Early Decision Adopted at Brown
Heavy workload cited for policy change
In a dramatic turnaround, Interim President Shelia E. Blumstein announced Saturday that Brown University will return to an early decision admissions policy for the Class of 2006 after just changing to an open early action policy in 1998.
Instead of allowing students to apply early to more than one school, Brown's policy will make early applications binding beginning with the class of 2006.
Two years ago, the National Association for College Admissions Counseling ruled that early action schools like Brown could not restrict applicants to only one early action school.
This change led to a more than 65-percent increase in applications, resulting in a "workload that has stretched the admission staff and alumni interviewers to the limit," according to a Brown press release
Brown's Office of Admissions Director Michael Goldberger said the early action policy was an inefficient process.
"Clearly, we are now evaluating application materials from thousands of students who have not yet narrowed their sights on Brown," he said in a press release. "We have, in effect, simply moved the regular admissions process several months forward."
Brown's early decision policy makes it clear that there will be "no strategic advantage to applying early," according to the Brown press release.
Some high school college counselors said they are suspicious of Brown's motives.
"It was like opening the floodgates with multiple early action. Harvard enjoys an 80% yield, but Brown was probably doing more work for less return," said Michael Denning, college counselor at Nobles and Greenough School a private school in Dedham, MA.

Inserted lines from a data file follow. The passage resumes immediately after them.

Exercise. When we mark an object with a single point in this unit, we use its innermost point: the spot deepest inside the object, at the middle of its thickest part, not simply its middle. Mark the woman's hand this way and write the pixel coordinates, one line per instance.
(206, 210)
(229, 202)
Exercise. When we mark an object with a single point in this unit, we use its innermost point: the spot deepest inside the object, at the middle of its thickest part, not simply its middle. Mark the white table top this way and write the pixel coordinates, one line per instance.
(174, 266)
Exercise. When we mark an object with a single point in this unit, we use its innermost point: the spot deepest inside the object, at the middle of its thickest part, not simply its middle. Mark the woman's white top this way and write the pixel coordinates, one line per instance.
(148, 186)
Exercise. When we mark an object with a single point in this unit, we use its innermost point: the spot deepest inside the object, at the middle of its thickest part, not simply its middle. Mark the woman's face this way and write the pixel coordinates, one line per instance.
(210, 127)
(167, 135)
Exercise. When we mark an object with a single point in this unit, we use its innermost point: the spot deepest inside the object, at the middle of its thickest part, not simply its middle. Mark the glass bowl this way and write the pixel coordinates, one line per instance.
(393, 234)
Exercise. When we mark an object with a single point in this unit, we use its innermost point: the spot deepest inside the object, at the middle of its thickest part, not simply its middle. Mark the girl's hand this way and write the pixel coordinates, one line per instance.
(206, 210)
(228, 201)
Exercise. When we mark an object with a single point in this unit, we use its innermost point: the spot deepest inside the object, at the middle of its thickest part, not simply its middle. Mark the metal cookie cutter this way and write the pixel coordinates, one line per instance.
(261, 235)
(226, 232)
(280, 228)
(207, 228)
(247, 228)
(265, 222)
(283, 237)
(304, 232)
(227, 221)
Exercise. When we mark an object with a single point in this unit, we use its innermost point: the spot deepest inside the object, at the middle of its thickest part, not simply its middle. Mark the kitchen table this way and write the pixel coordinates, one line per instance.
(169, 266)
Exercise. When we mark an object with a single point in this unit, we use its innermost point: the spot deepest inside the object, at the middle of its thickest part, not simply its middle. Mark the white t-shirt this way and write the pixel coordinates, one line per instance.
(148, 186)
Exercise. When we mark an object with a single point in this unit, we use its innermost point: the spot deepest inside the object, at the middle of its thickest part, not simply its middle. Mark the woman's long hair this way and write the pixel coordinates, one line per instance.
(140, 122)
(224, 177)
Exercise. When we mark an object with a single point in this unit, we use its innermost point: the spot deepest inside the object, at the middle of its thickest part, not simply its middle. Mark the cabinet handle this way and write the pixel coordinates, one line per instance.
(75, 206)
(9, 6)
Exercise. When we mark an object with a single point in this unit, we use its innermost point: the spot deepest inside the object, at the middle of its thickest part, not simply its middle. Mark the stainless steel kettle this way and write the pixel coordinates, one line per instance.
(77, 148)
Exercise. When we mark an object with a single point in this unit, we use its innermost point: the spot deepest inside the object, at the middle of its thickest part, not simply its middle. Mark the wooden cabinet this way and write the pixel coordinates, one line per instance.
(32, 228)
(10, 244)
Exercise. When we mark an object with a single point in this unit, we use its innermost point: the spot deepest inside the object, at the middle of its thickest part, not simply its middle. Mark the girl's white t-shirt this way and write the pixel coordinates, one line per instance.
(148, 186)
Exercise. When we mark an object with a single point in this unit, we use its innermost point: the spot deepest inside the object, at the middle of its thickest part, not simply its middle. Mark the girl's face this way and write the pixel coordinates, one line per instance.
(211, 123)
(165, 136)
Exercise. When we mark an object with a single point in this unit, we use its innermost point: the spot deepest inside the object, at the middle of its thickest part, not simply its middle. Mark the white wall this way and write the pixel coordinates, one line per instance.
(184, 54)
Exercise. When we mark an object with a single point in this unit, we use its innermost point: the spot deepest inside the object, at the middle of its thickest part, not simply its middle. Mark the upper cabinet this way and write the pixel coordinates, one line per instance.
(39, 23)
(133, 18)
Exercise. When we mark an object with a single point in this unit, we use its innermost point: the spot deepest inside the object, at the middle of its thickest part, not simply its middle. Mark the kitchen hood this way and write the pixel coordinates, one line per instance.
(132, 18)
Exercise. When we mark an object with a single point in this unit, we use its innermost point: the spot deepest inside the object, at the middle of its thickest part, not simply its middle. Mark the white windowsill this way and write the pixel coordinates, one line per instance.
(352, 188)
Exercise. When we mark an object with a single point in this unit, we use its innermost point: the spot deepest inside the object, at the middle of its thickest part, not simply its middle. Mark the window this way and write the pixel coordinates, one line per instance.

Harvard's Office of Admissions Director Marlyn McGrath-Lewis '73 said Brown's decisions are most likely intended to insure that applicants to Brown are certain of their interest in the university.
"Of course I can't speak for them, but I expect they expect that early decision will bring them a higher degree of certainty in their enrollments," McGrath-Lewis wrote in an e-mail.
McGrath-Lewis does not expect a chain reaction with regard to reversals in admissions policy from other colleges.
"I don't think the change will have any great significance for Ivy admissions," McGrath-Lewis wrote,
Harvard, however, has no intention of changing its early action policy.
"We are very well served by our early action program," McGrath-Lewis wrote. "Our Faculty commitee believes strongly in the education principle that it is important for students to have the benefit of othe senior year before committing finally to a college."